Ce sera notamment le cas des hôpitaux Jean-Talon, Fleury et Santa Cabrini, du Centre hospitalier de Lachine, de l'hôpital LaSalle et de l'hôpital Saint Mary's, qui seront fusionnés aux CHSLD et CLSC pour donner naissance aux futurs «centres de santé» de leur territoire et qui recevront désormais une portion d'un budget global.

Les centre de santé de secteurs de l'île qui n'ont pas d'hôpital devront conclure une entente avec un hôpital afin que celui-ci leur fournisse les services nécessaires à leur population, a ajouté M. Levine. Certains hôpitaux pourraient aussi échapper aux fusions pour des raisons culturelles.

Les nouveaux centres de santé n'auront pas la tâche facile car ils devront constamment évaluer leurs besoins en services de santé et en services sociaux en fonction de l'état de santé et du profil de leur population.

Un des éléments clés du succès de la création de ces futurs réseaux locaux repose par ailleurs sur l'informatisation. L'agence souhaite la création d'un lien informatique entre les membres de chaque centre de santé, ce qui permettra de partager entre eux certains éléments du dossier médical des patients, notamment les résultats de tests diagnostiques et les médicaments prescrits. «Nous savons que le gouvernement du Québec aura accès à une portion des sommes données par le fédéral pour créer l'inforoute de la santé. À notre avis, il existe donc des ressources pour financer cela», affirme M. Levine.

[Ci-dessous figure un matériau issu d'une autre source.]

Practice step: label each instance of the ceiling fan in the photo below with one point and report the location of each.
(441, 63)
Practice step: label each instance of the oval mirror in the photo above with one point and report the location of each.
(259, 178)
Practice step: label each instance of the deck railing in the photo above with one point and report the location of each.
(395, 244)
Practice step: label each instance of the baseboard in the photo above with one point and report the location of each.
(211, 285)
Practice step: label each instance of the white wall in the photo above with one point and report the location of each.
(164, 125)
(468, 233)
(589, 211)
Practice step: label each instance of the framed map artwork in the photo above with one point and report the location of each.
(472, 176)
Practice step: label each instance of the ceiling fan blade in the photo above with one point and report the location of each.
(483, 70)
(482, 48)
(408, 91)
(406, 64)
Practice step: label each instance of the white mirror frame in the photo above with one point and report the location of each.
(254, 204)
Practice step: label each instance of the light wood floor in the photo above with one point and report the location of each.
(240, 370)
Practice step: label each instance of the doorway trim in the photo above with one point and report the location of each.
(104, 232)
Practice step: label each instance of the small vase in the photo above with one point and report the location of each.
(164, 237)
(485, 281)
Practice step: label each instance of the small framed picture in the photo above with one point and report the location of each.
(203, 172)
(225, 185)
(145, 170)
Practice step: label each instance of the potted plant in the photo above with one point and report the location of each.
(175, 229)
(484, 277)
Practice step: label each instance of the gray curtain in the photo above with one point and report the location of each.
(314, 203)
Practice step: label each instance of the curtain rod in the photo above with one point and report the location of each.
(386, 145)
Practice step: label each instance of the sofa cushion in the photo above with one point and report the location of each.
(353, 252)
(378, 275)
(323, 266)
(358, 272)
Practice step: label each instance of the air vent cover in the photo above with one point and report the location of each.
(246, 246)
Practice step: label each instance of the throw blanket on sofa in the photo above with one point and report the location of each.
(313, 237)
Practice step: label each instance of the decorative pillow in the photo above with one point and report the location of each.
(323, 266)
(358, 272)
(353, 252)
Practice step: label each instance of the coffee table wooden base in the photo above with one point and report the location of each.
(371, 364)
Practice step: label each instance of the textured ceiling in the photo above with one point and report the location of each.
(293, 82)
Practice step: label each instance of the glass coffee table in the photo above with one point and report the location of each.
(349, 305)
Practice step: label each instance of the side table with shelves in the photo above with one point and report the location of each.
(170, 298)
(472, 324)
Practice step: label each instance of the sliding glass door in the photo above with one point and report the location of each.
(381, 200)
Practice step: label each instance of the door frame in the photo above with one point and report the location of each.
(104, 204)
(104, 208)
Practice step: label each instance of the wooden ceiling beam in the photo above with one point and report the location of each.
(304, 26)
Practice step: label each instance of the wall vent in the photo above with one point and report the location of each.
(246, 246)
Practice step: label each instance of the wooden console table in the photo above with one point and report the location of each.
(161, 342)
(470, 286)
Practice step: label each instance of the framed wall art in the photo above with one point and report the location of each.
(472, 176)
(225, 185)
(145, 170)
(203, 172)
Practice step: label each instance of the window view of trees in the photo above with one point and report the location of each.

Quant aux centres médicaux affiliés (CMA), dont Le Devoir faisait état hier et qui orchestreront dorénavant la pratique médicale dans chaque sous-région de la métropole, David Levine a bon espoir que tous les médecins y adhéreront par intérêt compte tenu des avantages que cela leur procurera. «Il y aura un net désavantage à ne pas adhérer aux CMA car ces médecins devront continuer à courir seuls pour obtenir des tests et des consultations avec des spécialistes dans les hôpitaux pour leurs patients, sans lien informatique», insiste le Dr Pierre Masson, directeur des affaires médicales à l'Agence de développement des réseaux locaux de services de santé de Montréal.

La Régie entend amorcer des consultations officielles sur ces scénarios après le 27 février.